Sunrayce 97 is shaping up to be an exciting sprint to the Colorado Springs finish line on Saturday. Teams are competing under prime solar car racing weather conditions. If the sun stays out, the Solar Eagle III's batteries will stay charged. If the Solar Eagle III's batteries stay charged, the car will be able to drive the speed limit. And if the Solar Eagle III can maintain the speed limit, it's going to be a tough car to beat to the Colorado Springs finish line.

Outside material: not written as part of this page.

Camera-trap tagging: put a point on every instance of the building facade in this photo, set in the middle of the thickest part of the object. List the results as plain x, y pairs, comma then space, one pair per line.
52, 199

"This race is getting a little too exciting," says Dr. Raymond Landis, advisor to the Solar Eagle III project and Dean of the School of Engineering and Technology at Cal State L.A. Landis made his remark from Limon, CO, where Team Solar Eagle III just crossed the finish line fifth on the second-to-last day of Sunrayce 97. Despite aggressive gains made over the past two days by second place contender, Massachusetts Institute Technology (MIT), Cal State L.A. is still in first place overall, 20 minutes ahead of MIT's Manta GT. Today's results have set the stage for a Sunrayce sprint on the final day of competition. Day Nine gets under way tomorrow morning in St. Francis and wraps up 77 miles away in Colorado Springs.
The top six teams crossed the Limon finish line today within seven minutes of each other. They are the same six teams that have been keeping each other company on the Sunrayce front line since the first few days of competition. Apart from Cal State L.A. and MIT, the struggle to be a top finisher in Sunrayce 97 also continues for University of Waterloo, Stanford/U.C. Berkeley, University of Minnesota, and Texas A & M.
Mark Van Dalm, team weather forecaster, concurs, but says the team's accomplishments thus far have already made it a winner. "Its hard to grasp that were this close, but no matter what happens, this car is a huge success."
Cal State L.A.'s Solar Eagle III won the prestigious Sunrayce 97 intercollegiate solar car race on Saturday, June 28, 1997, crossing the Colorado Springs finish line under fittingly sunny skies. Setting a course record for average speed of 43.29 mph, Cal State L.A. finished nearly 20 minutes ahead of second place Massachusetts Institute of Technology (MIT). The combined team of Stanford University/U.C. Berkeley finished third.
Texas A & M, whose team used the molds for Cal State L.A.'s Solar Eagle II to build their entry, the MACH V, finished fourth.
The Colorado Springs finish marked the end of 1,230 miles and ten days of exciting intercollegiate solar car racing. Throughout the competition, Cal State L.A., MIT, and Stanford/U.C. Berkeley jockeyed in the top three positions. Although Cal State L.A. never lost possession of first place after gaining the lead on June 24, MIT's Manta GT stayed within 25 minutes of the lead, keeping the race close to the last mile. But in the end, Cal State L.A.'s victory was convincing. The Solar Eagle III was the only car in the field of competitors that didn't break down--not even a flat tire!
The sprint over the last 77 miles from Limon, CO to the Colorado Springs finish line were characteristic of the previous eight race days--close and exciting! The Solar Eagle III and the Manta GT took turns leading the day's field, but a couple of flat tires kept MIT from gaining any ground before the finish.
And what an exciting finish it was! Thousands showed up for the the final minutes of Sunrayce 97, lining the last mile of the race to cheer on the finishing teams. The last moments of the Solar Eagle III's blue ribbon performance were punctuated by Dr. James Rosser, president of Cal State L.A., who waved the black checkered flag. Later, a jubilant Dr. Rosser spoke at the Sunrayce 97 awards ceremony, relating the university community's pride in its Sunrayce champion. Dr. Rosser told the crowd that the Sunrayce win was a harbinger of great things to come for Cal State L.A. as the university heads into its 50th anniversary year.